The colour of the fill is a bit light, not as golden as the original Bath stone. The Roman quarry for the stone is believed to be south of the ancient City of Bath. The stone is soft and easily carved when wet, but becomes hard on drying.
Step 12

Inspecting the days work! Hopefully when the glass and foam is removed the fill will be nice and level.
Step 13

The gaps in the side of the coffin have to be filled to prevent access to the skeleton once it is put back on display.
Step 14

The glass top and foam are removed and the new rim revealed. The fill has dried much lighter than expected so will have to be painted to make it less obvious.
Most of the fill will be hidden by the lid which extends over the edge and down the side.

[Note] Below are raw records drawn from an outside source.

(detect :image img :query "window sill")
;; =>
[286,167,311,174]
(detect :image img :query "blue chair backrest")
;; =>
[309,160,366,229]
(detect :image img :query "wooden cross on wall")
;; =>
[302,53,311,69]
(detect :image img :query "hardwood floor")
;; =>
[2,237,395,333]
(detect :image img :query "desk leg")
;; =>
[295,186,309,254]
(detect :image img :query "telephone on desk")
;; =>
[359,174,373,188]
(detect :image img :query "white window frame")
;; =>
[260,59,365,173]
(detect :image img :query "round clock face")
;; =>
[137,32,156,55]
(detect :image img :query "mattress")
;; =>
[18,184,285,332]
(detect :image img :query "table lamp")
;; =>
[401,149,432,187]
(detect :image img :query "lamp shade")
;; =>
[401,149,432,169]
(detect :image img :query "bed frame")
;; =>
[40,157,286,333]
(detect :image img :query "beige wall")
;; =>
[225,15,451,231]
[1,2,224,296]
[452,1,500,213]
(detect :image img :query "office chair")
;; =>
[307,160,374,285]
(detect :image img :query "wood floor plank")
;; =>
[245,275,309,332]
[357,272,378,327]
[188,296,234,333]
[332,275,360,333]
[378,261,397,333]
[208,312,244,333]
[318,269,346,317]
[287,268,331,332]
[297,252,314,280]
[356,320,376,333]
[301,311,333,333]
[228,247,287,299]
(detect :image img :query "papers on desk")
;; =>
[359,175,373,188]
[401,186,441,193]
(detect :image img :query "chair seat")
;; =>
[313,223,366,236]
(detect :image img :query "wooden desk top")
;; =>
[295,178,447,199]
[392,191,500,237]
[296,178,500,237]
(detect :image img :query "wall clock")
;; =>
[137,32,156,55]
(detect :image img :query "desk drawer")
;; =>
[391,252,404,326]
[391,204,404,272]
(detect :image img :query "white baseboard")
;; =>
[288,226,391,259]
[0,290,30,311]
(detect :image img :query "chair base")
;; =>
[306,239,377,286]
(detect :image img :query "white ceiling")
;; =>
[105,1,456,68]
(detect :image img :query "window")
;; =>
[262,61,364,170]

This overlapping edge use to rest on a ridge that ran round the top of the coffin base.
Remains of this ridge can still be seen on the right hand-side of the image just below the fill.
Step 15

The coffin was unearthed by a mechanical digger, which broke it into several sections. Most of the pieces were retrieved, but one area was so badly damaged no pieces survived.
Instead of filling the gap to complete the side, we decided to install a viewing window so small visitors to the museum can still get a good view of the skeleton inside.
Step 16

The coffin is extremely heavy and could not be moved out of the gallery safely. Therefore, all conservation work has to take place in the gallery, which has been quite challenging at times.
If you are visiting and see us there, come over and say hello, we are happy to answer any questions about the project.